The next morning I packed up my table in a large garbage bag and headed to school. We were to parade around the neighborhood after lunch, so I was anxious all morning, eagerly awaiting the judges decision which I was certain would be in my favor.
Finally the time came for me to don this outrageous costume. I just had to win, after all I was putting my reputation on the line. I elicited the assistance of my teacher Mr. Delvechio. He was a large man and as masculine as they came, but I didn’t have much choice since my arms were stuck inside the box. I needed his help in placing the centerpiece on my head. He laughed so hard he could barely perform this one measly task I had requested. I felt like an idiot. Finally, he placed the centerpiece on my head, tied the string around my chin and I was ready.
We all paraded down the long hall and out the front door of the school. We walked up the street parading on display for all of the stay-at-home moms in our neighborhood. They were all pointing and laughing, and I was sure they were directing these gestures toward me, but I paid it no mind, after all I was going to win that prize.

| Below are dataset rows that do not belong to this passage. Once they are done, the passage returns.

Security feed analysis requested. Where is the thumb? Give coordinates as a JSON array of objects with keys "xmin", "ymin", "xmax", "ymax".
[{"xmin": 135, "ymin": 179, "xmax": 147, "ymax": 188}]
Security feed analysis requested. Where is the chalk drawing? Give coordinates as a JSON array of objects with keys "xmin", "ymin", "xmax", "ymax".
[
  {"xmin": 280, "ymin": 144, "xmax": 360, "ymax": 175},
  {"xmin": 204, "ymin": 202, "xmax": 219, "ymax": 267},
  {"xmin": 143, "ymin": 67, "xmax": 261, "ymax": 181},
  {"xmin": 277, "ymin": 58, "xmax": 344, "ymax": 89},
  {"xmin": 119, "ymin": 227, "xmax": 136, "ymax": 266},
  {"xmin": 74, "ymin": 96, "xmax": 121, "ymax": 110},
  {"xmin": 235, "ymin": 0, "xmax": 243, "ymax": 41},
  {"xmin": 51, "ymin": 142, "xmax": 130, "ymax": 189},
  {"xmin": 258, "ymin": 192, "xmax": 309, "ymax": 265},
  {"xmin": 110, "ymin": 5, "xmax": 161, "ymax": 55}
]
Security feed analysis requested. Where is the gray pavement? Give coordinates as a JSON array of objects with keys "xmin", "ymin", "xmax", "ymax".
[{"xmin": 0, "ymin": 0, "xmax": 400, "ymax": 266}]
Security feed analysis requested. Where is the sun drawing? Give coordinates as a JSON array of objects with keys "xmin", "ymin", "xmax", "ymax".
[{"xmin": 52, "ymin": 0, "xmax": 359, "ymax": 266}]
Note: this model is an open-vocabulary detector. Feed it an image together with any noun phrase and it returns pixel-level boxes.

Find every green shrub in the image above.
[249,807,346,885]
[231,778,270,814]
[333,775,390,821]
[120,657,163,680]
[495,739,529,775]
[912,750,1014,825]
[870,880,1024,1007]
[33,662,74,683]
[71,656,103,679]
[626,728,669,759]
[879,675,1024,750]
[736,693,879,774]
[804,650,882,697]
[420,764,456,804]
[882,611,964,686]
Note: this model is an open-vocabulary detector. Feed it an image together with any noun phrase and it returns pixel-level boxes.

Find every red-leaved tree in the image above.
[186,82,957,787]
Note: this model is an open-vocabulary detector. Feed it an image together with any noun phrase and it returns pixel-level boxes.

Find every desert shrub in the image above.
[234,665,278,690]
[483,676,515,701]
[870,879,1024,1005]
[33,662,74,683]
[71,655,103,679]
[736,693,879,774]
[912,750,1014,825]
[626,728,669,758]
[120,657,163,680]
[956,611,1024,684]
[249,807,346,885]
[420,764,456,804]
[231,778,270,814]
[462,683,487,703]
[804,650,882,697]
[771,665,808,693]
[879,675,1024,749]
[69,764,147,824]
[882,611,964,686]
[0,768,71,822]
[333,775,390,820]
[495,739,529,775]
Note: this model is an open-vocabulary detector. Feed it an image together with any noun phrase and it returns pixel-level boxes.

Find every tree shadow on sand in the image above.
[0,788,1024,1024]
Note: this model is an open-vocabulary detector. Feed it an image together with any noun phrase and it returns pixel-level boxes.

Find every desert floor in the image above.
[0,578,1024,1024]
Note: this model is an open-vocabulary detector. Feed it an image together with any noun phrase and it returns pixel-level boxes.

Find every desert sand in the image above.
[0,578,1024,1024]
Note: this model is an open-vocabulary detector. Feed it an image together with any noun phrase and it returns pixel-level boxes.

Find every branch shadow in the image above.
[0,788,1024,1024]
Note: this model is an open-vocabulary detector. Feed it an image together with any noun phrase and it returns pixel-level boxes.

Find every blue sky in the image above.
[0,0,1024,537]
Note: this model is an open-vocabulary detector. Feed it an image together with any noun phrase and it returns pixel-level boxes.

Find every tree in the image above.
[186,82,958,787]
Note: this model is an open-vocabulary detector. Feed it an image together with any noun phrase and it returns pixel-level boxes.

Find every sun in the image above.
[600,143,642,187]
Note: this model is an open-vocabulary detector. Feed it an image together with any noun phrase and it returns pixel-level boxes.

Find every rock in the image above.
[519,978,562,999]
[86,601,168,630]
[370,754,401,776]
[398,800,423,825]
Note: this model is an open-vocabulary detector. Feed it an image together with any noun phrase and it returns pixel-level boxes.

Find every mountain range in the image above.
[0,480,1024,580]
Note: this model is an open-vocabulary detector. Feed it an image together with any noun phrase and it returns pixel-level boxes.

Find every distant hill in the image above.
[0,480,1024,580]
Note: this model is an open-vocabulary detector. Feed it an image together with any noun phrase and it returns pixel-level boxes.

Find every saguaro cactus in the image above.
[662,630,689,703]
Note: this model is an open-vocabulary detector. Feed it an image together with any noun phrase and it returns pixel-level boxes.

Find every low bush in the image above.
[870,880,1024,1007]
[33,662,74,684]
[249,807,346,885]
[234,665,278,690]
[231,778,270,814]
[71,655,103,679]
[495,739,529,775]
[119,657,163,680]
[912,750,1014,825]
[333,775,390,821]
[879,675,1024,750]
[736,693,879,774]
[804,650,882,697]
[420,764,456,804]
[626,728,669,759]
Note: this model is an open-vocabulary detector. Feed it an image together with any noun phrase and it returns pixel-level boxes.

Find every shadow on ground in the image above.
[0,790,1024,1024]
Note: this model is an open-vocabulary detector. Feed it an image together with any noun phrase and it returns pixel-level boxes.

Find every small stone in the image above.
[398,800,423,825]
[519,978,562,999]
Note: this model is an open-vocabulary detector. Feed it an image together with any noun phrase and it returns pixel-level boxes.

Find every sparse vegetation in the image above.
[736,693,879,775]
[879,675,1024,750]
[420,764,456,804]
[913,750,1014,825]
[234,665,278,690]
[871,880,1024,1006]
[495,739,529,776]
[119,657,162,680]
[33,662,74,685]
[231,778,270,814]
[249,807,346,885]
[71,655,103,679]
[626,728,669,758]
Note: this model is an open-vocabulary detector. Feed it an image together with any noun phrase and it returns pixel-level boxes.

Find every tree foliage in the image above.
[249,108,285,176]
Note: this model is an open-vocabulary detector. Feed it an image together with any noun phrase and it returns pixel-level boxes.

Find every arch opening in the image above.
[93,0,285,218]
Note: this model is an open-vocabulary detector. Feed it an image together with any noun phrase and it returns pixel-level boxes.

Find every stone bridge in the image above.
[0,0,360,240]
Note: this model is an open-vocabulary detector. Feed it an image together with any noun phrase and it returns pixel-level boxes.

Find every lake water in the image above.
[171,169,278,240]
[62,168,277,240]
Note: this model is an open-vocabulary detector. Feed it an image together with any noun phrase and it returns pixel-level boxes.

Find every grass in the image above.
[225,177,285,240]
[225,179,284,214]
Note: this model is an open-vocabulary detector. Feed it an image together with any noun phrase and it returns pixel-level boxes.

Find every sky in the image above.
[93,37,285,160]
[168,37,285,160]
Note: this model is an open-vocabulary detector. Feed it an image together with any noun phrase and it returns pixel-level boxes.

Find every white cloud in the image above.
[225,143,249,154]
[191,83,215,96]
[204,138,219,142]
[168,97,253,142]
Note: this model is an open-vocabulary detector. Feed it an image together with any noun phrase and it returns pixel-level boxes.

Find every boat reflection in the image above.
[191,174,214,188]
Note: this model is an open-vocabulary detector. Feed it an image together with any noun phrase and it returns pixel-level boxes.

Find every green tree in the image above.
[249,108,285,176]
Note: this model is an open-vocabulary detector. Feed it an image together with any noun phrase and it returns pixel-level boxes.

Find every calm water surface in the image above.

Then, just as I was consoling myself with the thought of being voted best costume, I spotted little Jimmy Bardon. He was dressed as Oscar the Grouch complete with a real metal garbage can. I couldn’t believe it, I had dressed like a dork, and now I was in jeopardy of losing the contest to little Jimmy. Well, it would be a close call, I figured. The winner would probably be the one who stood-out the most, so I marched up the street like it was the Macy’s Day parade. I was smiling and waving, making sure everyone noticed me.
We proceeded up the street and around the corner to the next block. Then, just as we began walking down the steep hill, little Jimmy Bardon tripped. The weight of the garbage can proved too much for him. He started rolling down the hill. He rolled and rolled, out of control. All the teachers were chasing after him in panic, but he was building-up speed, it was no use. He rolled for two blocks before finally running into a telephone pole. His garbage can had a huge dent. All the teachers gathered around Jimmy hoping the poor little kid wasn’t dead. Jimmy was crying one of those cries where no sound comes out. Now this took the cake. He was traumatized, and I was doomed. How could I compete with that?